Now and then I am invited to speak
to school students; most often of Elementary school age. I sometimes recall one
such occasion after I had been aptly warned by the teacher that her class of 6th
graders were a difficult lot; in fact a class well known for their open
challenge of such concepts as “good order and discipline”. A “rowdy bunch,” to
repeat her rather fond – but accurate -- description. Because of my style as a
“story-teller” rather than “instructor” I managed to establish a friendly
enough introduction to my chosen subject: Learning
to love the search for knowledge. I am a lifelong believer in the art of
“show-and-tell”, so I often carry to class a small innocent-looking brown paper
sack which remains closed but always in view. The first object I withdrew and
passed through the waiting hands was a musket ball from Gettysburg, and with it
I shared several little-known Civil War stories.
Later after telling them about the
creation of our solar system and why the surface of the moon presents such a cratered
landscape when we study it, I lifted from the paper bag a tiny dark and
shattered bit of stone from my collection of meteorites; that one picked from a
strewnfield in Indonesia left behind by a 1969 collision of a meteor with
earth’s atmosphere.
With my class visit over, and the
kids heading to lunch break, I was surprised to note the large number of
students (including the noisiest boys) seemed in no hurry to escape as we
walked down the school hallway.
“Mr. Cooper, could I hold that
meteorite one more time”? And then the whole group pulled to one side with
their hands held out and the sense of
wonder aglow on their faces. I knew
without being told by my teacher/friend that a whole lot more had been shared
in that unexpected hour than a bit of pedagogic drama; some hearts and minds
had been touched, and hopefully a change in attitude and viewpoint.
Once I asked a group of adults if
they had ever come into contact with star
dust. Then I passed around a tiny sample in a see-through test-tube of
glittering fine sand. I felt a little guilty as they carefully, almost reverently
handled the screened material I had taken from my own backyard soil hours
before in order to make of a huge truth an understandable analogy. Eons before,
I explained, a giant astronomical explosion had occurred; a supernova of
galactic proportions, and how, obedient to the laws of the economy of matter by
which new “worlds” are made, bits and pieces of those former planetary orbs
came together to form the beautiful blue-and-green sphere we call “Earth”.

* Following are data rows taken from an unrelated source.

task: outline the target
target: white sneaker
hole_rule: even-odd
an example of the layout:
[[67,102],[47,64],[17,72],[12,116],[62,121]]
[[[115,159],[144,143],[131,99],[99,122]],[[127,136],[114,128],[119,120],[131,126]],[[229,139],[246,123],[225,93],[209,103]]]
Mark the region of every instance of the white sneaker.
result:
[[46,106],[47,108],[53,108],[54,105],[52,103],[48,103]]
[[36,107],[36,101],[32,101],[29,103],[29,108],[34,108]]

The older I get the greater is the
thrill I feel each time I open the lid to an old cigar box I call my “treasure
chest”. Nestled inside are tiny jars of frankincense and myrrh, a piece of
rusty barbed wire that divided the two sides of a conflict in which I fought
and which serves to define me still, and a maple tree tapping-spile which sings
a happy song of my Vermont youth. There also are my father’s 1917 Marine Corps
dog tags and my own Pilot’s Log, along with silver pieces of eight brought up from a 1715 Spanish Galleon by a friend
and diver, and a “widow’s mite” cast
in the time of Israel’s last Old Testament government and dated to the time of
the birth of Jesus. I get a similar sense of prehistory when I handle a
fossilized Otodus Shark tooth
excavated high in today’s Atlas Mountains in Morocco where once great oceans
deposited it as much as 67.5 million years ago and from an artifact recovered
from a British East Indiaman which sank off Weymouth sands in 1805.
I yet still dream of obtaining an
old perfume bottle found in 2003 by divers visiting the remains of the S.S. Republic at a depth of 1700 feet,
100 miles off the port of Savannah. The steam side-wheeler had returned to U.S.
Government service after being captured by the Confederates. The historic
vessel was sunk by the 40-foot waves of a hurricane on October 25, 1865.
Retrieved from the wreckage were dozens of glass perfume bottles with stoppers,
bearing the name I. Edrehi, the
N.Y.C. manufacturer. Isaac Edrehi was my Great Grandfather. And that makes it
personal
One of the salvaged 1865 perfume bottles
cast for I. Edrehi, Al Cooper’s great grandfather.